E.E. Cummings often finds himself on bookshelves in English classrooms alongside Emily Dickinson and F. Scott Fitzgerald. His unusual language and bizarre use of punctuation can send the untrained reader running.
The collection is divided into sections that feature either a period in Cummings’s life or a topic that he frequently wrote about. Each section is prefaced by an introduction written by the editor, who is also Cummings’s biographer.
Sketches that Cummings created while at Harvard University accompany the reader as he or she works deeper into Cummings’s thoughts. Many of these sketches have never been published before.
The details contained in the introductions provide the reader with insight into different pieces.

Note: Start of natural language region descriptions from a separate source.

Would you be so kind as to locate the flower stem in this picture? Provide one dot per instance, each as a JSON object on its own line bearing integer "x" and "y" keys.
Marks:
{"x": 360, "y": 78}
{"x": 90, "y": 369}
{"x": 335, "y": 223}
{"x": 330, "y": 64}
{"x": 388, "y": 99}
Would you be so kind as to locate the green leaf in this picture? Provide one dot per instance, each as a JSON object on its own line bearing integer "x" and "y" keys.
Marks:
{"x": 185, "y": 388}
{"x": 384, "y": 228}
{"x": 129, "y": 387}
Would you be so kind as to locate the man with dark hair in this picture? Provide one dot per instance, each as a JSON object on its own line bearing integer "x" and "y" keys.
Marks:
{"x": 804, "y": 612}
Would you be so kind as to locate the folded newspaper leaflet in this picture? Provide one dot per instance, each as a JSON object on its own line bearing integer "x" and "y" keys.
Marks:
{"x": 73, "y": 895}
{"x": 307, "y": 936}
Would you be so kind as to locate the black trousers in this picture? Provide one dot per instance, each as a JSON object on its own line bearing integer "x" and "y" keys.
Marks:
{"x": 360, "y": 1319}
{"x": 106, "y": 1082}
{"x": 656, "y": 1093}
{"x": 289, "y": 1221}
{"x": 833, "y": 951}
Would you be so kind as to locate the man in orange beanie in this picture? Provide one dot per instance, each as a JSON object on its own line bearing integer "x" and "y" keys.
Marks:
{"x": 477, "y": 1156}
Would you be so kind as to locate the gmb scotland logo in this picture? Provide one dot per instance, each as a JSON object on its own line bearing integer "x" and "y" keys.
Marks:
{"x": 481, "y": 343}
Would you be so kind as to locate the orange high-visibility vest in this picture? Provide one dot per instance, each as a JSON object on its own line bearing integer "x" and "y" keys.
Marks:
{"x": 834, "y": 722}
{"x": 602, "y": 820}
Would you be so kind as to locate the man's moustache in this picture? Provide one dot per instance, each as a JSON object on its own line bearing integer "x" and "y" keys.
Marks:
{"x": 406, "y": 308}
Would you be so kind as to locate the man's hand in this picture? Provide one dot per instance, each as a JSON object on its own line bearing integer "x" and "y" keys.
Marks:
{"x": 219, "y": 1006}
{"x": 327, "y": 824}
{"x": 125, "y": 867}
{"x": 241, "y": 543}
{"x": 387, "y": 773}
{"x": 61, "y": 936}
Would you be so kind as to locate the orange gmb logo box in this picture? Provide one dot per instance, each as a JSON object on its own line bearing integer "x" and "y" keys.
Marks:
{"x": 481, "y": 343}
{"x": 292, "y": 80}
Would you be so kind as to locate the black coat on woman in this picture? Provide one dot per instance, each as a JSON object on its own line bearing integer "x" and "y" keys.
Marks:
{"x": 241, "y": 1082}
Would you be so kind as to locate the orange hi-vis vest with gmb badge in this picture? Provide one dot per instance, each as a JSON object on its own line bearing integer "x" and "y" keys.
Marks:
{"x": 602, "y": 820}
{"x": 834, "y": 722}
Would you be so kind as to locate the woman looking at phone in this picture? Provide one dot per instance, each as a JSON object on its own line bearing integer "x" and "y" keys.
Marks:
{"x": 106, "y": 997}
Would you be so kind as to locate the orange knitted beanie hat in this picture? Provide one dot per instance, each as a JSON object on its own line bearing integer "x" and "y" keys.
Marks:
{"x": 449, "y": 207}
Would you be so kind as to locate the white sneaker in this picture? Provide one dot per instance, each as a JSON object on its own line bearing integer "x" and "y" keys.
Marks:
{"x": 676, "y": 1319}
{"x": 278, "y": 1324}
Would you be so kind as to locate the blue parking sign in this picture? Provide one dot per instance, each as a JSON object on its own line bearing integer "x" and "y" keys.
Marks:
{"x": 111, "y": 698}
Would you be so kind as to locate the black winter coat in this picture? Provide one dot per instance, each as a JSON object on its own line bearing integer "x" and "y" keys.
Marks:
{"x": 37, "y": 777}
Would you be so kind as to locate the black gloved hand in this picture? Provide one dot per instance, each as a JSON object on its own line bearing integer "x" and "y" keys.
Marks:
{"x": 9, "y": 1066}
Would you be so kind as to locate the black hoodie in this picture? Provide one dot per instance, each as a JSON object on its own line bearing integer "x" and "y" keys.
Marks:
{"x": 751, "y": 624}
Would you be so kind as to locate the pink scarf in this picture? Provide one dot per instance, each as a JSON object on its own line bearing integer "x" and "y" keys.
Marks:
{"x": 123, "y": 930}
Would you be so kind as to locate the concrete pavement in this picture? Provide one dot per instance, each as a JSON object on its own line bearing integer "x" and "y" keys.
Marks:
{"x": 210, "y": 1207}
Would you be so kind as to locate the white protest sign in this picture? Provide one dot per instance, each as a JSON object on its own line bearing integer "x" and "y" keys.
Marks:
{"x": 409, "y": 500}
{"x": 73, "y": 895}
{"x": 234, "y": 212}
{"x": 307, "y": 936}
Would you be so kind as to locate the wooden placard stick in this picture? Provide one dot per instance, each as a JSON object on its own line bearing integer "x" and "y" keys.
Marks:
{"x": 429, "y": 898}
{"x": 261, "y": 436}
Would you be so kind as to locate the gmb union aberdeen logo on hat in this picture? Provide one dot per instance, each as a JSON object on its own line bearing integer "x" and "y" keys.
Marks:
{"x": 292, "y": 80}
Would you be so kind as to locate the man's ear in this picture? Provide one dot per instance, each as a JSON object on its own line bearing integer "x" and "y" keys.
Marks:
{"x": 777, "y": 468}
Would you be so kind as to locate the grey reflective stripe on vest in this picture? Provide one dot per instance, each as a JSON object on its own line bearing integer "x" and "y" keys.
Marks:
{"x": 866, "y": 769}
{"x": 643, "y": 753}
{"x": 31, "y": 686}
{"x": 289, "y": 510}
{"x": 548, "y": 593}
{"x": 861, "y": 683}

In the section “A Child’s World,” Kennedy describes Cummings’s idyllic childhood, which gave him the material for pieces such as “in Just” and “maggie and milly and molly and may.”

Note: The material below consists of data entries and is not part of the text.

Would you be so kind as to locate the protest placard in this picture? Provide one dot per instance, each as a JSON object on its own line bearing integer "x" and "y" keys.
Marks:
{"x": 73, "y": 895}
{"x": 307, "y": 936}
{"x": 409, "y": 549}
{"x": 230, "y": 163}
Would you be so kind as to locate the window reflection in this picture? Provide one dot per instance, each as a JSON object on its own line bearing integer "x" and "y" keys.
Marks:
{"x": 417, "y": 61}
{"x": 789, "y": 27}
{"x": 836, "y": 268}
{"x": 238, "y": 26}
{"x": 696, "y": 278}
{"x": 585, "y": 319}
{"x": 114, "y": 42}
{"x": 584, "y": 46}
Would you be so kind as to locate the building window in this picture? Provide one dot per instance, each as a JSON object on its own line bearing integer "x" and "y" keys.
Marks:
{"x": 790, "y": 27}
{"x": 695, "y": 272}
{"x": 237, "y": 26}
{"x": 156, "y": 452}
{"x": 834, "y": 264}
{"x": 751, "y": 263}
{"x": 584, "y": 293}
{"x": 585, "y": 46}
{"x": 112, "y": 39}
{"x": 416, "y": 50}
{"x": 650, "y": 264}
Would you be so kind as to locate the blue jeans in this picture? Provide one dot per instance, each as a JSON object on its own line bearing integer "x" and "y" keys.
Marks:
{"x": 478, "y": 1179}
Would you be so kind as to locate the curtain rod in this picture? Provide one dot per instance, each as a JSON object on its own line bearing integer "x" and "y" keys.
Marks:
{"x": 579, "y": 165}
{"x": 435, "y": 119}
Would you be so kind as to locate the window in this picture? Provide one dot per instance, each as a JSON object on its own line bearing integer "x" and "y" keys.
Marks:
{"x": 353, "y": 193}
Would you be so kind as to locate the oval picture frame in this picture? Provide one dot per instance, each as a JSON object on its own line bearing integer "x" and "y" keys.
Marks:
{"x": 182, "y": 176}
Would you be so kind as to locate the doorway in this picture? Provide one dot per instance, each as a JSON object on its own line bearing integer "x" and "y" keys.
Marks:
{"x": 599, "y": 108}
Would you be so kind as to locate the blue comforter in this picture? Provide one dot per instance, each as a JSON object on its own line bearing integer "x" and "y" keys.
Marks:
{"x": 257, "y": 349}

While other collections may offer biographical facts, Kennedy takes it a step further to provide some general analysis of the pieces contained within each section.
Having this information before reading the pieces makes them easier to understand, especially for a reader who is not familiar with Cummings’s style of writing.
By far, the most difficult section of the collection is “The Poetry of the Eye.” Inspired by cubism, the pieces contain words broken into two lines or divided by parentheses.
This selection is well-placed in the center of the collection so the reader has had enough experience with Cummings to be able to understand the different emotions he attempts to create with the artfully placed letters.
Cummings is famous for his poems about intimacy and romance. The section “Achieving the Together Colored Instant” contains famous pieces such as “I like my body when it is with your” and “my girl’s tall with hard long eyes.” Kennedy explains that Cummings used metaphors and complicated spacing to mask the explicit sexual images within the poems.
E.E. Cummings is a poet who understands youth. Imagination, relationships, sexuality, politics and death are paths and bridges students must cross every day. Cummings can be a companion for them.